Grounding DINO 1.5

IDEA Research's Most Capable Open-World Object Detection Model Series.

The project provides examples for using the models, which are hosted on DeepDataSpace.

✨ First-Time Application: If you are interested in our project and wish to try our algorithm, you will need to apply for the corresponding API Token through our request API token website for your first attempt.

📌 Request Additional Token Quotas: If you find our project helpful and need more API token quotas, you can request additional tokens by filling out this form. Our team will review your request and allocate more tokens for your use in one or two days. You can also apply for more tokens by sending us an email.

Grounding.DINO.1.5.Pro.mp4

Introduction

We introduce Grounding DINO 1.5, a suite of advanced open-set object detection models developed by IDEA Research, which aims to advanced the "Edge" of open-set object detection. The suite encompasses two models:

Grounding DINO 1.5 Pro: Our most capable model for open-set object detection, which is designed for stronger generalization capability across a wide range of scenarios.
Grounding DINO 1.5 Edge: Our most efficient model for edge computing scenarios, which is optimized for faster speed demanded in many applications requiring edge deployment.

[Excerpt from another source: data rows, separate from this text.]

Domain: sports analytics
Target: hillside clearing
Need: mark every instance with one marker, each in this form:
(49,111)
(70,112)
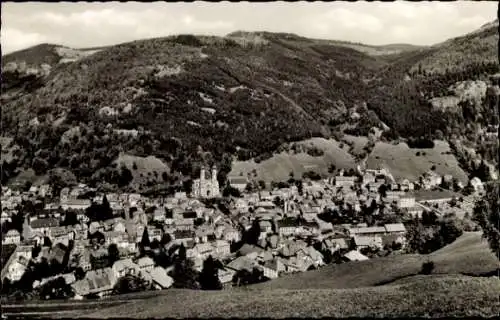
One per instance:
(468,254)
(430,296)
(144,169)
(279,166)
(404,163)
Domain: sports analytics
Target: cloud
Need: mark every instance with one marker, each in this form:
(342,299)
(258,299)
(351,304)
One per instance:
(13,39)
(96,24)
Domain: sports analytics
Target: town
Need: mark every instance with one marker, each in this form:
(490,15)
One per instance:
(79,243)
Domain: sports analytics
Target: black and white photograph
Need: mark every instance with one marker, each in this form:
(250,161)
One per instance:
(250,159)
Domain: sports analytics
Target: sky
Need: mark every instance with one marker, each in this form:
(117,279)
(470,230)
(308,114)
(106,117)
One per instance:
(81,25)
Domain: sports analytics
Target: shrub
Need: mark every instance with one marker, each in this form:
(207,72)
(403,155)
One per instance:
(427,268)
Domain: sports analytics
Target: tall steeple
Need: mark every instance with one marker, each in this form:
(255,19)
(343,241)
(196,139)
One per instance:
(214,173)
(202,173)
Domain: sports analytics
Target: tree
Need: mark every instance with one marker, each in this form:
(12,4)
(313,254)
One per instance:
(487,215)
(209,279)
(113,254)
(145,242)
(427,267)
(70,219)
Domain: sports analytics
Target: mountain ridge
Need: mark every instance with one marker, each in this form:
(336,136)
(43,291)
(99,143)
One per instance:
(247,95)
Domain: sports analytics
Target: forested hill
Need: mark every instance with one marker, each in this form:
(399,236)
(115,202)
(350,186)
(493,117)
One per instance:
(191,99)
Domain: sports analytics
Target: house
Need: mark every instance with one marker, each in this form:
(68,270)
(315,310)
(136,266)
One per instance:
(225,276)
(12,237)
(395,228)
(309,214)
(207,186)
(57,253)
(335,244)
(311,254)
(367,231)
(250,251)
(222,247)
(61,235)
(202,234)
(184,224)
(242,263)
(290,248)
(182,236)
(355,256)
(5,217)
(406,202)
(160,279)
(146,264)
(154,234)
(16,269)
(343,181)
(43,225)
(287,226)
(76,204)
(84,261)
(272,241)
(159,214)
(100,282)
(368,241)
(415,211)
(119,227)
(368,178)
(271,268)
(264,256)
(238,182)
(433,196)
(69,278)
(431,179)
(265,226)
(114,237)
(477,184)
(95,226)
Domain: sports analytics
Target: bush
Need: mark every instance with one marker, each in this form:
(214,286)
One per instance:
(427,268)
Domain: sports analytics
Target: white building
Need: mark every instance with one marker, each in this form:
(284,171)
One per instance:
(406,202)
(477,184)
(206,187)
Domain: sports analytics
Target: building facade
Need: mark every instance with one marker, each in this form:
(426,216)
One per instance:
(206,186)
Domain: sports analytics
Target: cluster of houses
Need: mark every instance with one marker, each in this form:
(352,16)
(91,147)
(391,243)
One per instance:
(292,236)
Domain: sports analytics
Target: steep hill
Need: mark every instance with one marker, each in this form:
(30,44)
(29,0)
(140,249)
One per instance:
(192,99)
(469,254)
(378,287)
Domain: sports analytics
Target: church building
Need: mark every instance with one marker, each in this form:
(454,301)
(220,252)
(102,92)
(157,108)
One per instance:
(206,186)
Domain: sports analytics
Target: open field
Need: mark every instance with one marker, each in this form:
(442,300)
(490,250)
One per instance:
(280,165)
(147,168)
(433,296)
(404,163)
(347,290)
(469,254)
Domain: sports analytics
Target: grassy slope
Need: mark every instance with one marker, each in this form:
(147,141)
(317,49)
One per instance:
(468,254)
(146,166)
(448,296)
(342,291)
(280,165)
(403,162)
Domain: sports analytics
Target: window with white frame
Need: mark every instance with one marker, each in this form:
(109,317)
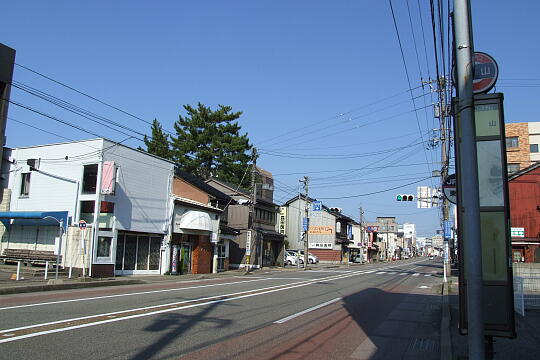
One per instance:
(25,184)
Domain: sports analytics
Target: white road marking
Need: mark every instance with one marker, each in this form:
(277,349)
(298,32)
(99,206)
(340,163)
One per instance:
(290,317)
(223,298)
(130,294)
(168,308)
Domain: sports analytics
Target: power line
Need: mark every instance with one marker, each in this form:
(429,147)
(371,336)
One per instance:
(348,169)
(374,192)
(407,75)
(83,93)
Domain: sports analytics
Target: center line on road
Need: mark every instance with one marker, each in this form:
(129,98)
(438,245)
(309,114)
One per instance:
(290,317)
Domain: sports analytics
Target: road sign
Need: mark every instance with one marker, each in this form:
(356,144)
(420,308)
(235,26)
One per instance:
(305,224)
(82,225)
(448,229)
(486,72)
(248,243)
(449,188)
(517,232)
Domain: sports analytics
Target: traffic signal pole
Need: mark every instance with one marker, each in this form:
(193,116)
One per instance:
(468,186)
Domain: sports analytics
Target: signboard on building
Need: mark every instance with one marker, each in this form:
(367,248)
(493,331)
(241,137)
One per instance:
(282,220)
(321,230)
(448,229)
(486,72)
(517,232)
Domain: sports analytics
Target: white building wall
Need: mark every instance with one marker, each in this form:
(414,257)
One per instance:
(56,186)
(534,138)
(142,189)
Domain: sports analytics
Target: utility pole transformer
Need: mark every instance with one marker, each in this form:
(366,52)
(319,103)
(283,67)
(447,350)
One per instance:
(251,233)
(7,62)
(468,177)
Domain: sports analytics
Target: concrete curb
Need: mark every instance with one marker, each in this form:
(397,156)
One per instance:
(446,340)
(38,288)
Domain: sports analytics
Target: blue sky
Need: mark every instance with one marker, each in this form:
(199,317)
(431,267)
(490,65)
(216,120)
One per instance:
(317,79)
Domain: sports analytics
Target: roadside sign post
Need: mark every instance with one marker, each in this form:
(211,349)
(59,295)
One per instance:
(82,227)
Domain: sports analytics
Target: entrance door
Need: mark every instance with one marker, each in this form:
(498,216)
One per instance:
(185,258)
(137,254)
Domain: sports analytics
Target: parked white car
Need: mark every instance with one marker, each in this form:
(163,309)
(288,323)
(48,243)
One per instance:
(312,259)
(291,258)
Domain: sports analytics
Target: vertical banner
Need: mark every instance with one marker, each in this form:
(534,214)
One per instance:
(174,263)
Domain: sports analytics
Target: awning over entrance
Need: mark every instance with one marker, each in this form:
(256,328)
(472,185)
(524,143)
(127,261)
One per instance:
(35,218)
(195,220)
(271,235)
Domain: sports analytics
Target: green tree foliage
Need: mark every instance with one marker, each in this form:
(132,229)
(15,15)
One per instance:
(159,143)
(209,144)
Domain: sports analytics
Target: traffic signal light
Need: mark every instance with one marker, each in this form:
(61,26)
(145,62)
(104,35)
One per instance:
(404,197)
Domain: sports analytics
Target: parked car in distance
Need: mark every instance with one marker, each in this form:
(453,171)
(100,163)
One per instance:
(298,258)
(312,259)
(291,258)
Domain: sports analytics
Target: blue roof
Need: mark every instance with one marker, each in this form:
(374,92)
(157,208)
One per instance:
(9,218)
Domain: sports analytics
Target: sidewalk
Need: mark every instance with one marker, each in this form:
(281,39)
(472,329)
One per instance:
(524,346)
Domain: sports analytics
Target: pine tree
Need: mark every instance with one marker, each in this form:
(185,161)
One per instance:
(209,143)
(159,143)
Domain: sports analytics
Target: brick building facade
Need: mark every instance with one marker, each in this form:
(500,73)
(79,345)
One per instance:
(517,146)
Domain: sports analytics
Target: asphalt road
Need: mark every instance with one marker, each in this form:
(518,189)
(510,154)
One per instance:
(387,310)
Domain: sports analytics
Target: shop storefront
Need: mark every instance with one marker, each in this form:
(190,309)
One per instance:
(193,242)
(137,253)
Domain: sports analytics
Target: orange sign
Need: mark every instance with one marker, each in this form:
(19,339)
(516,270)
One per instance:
(321,230)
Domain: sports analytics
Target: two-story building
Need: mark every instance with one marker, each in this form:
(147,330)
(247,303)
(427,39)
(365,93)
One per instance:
(200,232)
(111,201)
(266,245)
(524,196)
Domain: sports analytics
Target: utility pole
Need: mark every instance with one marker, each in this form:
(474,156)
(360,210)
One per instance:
(7,62)
(306,236)
(468,177)
(362,232)
(250,234)
(444,171)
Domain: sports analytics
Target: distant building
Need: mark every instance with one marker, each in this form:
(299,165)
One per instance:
(522,145)
(524,194)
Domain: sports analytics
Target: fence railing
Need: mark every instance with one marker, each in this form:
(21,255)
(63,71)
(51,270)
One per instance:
(526,293)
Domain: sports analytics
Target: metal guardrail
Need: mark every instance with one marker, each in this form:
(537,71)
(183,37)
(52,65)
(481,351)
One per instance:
(526,293)
(519,305)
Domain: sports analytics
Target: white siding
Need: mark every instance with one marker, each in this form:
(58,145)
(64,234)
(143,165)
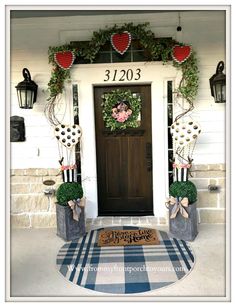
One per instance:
(31,37)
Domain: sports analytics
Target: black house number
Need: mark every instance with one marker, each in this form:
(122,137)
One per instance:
(122,75)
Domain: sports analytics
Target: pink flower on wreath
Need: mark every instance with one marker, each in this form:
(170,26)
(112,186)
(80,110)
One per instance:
(121,113)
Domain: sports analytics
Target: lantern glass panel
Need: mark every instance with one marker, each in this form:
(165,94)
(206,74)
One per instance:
(25,98)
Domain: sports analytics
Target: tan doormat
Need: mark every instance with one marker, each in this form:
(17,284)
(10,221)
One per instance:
(144,236)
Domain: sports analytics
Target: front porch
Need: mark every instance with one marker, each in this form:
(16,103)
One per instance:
(32,275)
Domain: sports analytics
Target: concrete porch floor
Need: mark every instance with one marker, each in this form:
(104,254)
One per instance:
(34,274)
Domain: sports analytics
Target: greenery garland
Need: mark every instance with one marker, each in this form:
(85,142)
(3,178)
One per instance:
(113,110)
(161,49)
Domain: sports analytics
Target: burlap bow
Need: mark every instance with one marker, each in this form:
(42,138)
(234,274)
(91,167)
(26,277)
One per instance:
(76,208)
(179,206)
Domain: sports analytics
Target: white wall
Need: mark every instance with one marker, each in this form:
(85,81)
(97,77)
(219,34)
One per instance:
(30,39)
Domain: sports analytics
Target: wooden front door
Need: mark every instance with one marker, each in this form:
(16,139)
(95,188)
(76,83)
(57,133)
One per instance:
(124,160)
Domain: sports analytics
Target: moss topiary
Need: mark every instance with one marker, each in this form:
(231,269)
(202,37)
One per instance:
(184,189)
(68,191)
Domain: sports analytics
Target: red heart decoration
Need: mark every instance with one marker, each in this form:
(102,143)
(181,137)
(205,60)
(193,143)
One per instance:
(64,59)
(181,53)
(121,42)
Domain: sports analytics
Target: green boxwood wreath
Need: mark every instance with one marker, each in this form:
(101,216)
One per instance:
(184,189)
(161,49)
(110,100)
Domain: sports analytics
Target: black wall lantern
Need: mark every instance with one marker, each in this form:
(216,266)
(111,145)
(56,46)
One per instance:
(218,84)
(26,91)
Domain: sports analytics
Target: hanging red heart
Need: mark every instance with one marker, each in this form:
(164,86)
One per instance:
(181,53)
(121,42)
(64,59)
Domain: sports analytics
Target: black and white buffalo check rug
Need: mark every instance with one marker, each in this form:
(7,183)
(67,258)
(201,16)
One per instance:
(124,269)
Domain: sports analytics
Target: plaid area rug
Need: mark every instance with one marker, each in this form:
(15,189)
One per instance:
(124,269)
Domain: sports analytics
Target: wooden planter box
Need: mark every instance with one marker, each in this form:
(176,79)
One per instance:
(182,228)
(68,228)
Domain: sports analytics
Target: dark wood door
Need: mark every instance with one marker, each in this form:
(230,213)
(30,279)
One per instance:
(124,160)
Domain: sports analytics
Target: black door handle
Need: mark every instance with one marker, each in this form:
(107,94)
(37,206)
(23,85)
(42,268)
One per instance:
(149,156)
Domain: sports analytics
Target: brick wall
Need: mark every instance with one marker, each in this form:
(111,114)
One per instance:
(211,205)
(30,208)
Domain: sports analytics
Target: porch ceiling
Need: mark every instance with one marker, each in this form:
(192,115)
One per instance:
(64,13)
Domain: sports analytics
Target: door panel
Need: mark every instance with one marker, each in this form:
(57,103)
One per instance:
(124,161)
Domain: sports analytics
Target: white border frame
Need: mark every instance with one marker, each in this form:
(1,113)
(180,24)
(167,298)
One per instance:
(225,5)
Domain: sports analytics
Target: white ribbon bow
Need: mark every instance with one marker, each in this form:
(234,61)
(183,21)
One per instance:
(75,206)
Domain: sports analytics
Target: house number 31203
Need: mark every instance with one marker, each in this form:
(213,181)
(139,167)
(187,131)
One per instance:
(122,75)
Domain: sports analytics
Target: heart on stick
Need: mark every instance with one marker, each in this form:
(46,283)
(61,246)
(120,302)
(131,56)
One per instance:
(68,135)
(181,53)
(121,42)
(183,133)
(64,59)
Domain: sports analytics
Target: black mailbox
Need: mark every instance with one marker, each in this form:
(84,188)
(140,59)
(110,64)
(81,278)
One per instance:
(17,129)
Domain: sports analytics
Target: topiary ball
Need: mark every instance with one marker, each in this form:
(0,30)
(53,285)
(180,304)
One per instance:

Note: We use "edge" for its dual meaning both as in pushing the boundaries and as in running on edge devices.

Model Framework

The overall framework of Grounding DINO 1.5 is as the following image:

Grounding DINO 1.5 Pro preserves the core architecture of Grounding DINO which employs a deep early fusion architecture.

Performance

Side-by-Side Performance Comparison with Grounding DINO

Zero-Shot Transfer Results of Grounding DINO 1.5 Pro

Model	COCO ^{^{(AP box)}}	LVIS-minival ^{^{(AP all)}}	LVIS-minival ^{^{(AP rare)}}	LVIS-val ^{^{(AP all)}}	LVIS-val ^{^{(AP rare)}}	ODinW35 ^{^{(AP avg)}}	ODinW13 ^{^{(AP avg)}}
Other Best Open-Set Model	53.4 ^{^{(OmDet-Turbo)}}	47.6 ^{^{(T-Rex2 visual)}}	45.4 ^{^{(T-Rex2 visual)}}	45.3 ^{^{(T-Rex2 visual)}}	43.8 ^{^{(T-Rex2 visual)}}	30.1 ^{^{(OmDet-Turbo)}}	59.8 ^{^(APE-B)}
DetCLIPv3	-	48.8	49.9	41.4	41.4	-	-
Grounding DINO	52.5	27.4	18.1	-	-	26.1	56.9
T-Rex2 (text)	52.2	54.9	49.2	45.8	42.7	22.0	-
Grounding DINO 1.5 Pro	54.3	55.7	56.1	47.6	44.6	30.2	58.7

Grounding DINO 1.5 Pro achieves SOTA performance on COCO, LVIS-minival, LVIS-val, and ODinW35 zero-shot transfer benchmarks.

Fine-tuning Results on Downstream Datasets

Model	LVIS-minival ^{^{(AP all)}}	LVIS-minival ^{^{(AP rare)}}	LVIS-val ^{^{(AP all)}}	LVIS-val ^{^{(AP rare)}}	ODinW35 ^{^{(AP avg)}}	ODinW13 ^{^{(AP avg)}}
GLIP	-	-	-	-	-	68.9
GLEE-Pro	-	-	-	-	-	69.0
GLIPv2	59.8	-	-	-	-	70.4
OWL-ST + FT †	54.4	46.1	49.4	44.6	-	-
DetCLIPv2	58.3	60.1	53.1	49.0	-	70.4
DetCLIPv3	60.5	60.7	-	-	-	72.1
DetCLIPv3 †	60.8	56.7	54.1	45.8	-	-
Grounding DINO 1.5 Pro (zero-shot)	55.7	56.1	47.6	44.6	30.2	58.7
Grounding DINO 1.5 Pro	68.1	68.7	63.5	64.0	70.6	72.4

† indicates results of fine-tuning with LVIS base categories only.

API Usage

1. Installation

pip install -v -e .

2. Request API from DeepDataSpace

Refer to the DeepDataSpace for API keys: https://deepdataspace.com/request_api

3. Runing demo code

python demo/demo.py --token <API_TOKEN>

4. Online Grdio demo

python gradio_app.py --token <API_TOKEN>

Case Analysis and Qualitative Visualization

Common Object Detection

Long-tailed Object Detection

Short Caption Grounding

Long Caption Grounding

Dense Object Detection

Video Object Detection

Advanced Object Detection on Edge Devices

Related Work

Grounding DINO: Strong open-set object detection model.
Grounded-Segment-Anything: Open-set detection and segmentation model by combining Grounding DINO with SAM.
T-Rex/T-Rex2: Generic open-set detection model supporting both text and visual prompts.

LICENSE

Grounding DINO 1.5 API License

Grounding DINO 1.5 is released under the Apache 2.0 license. Please see the LICENSE file for more information.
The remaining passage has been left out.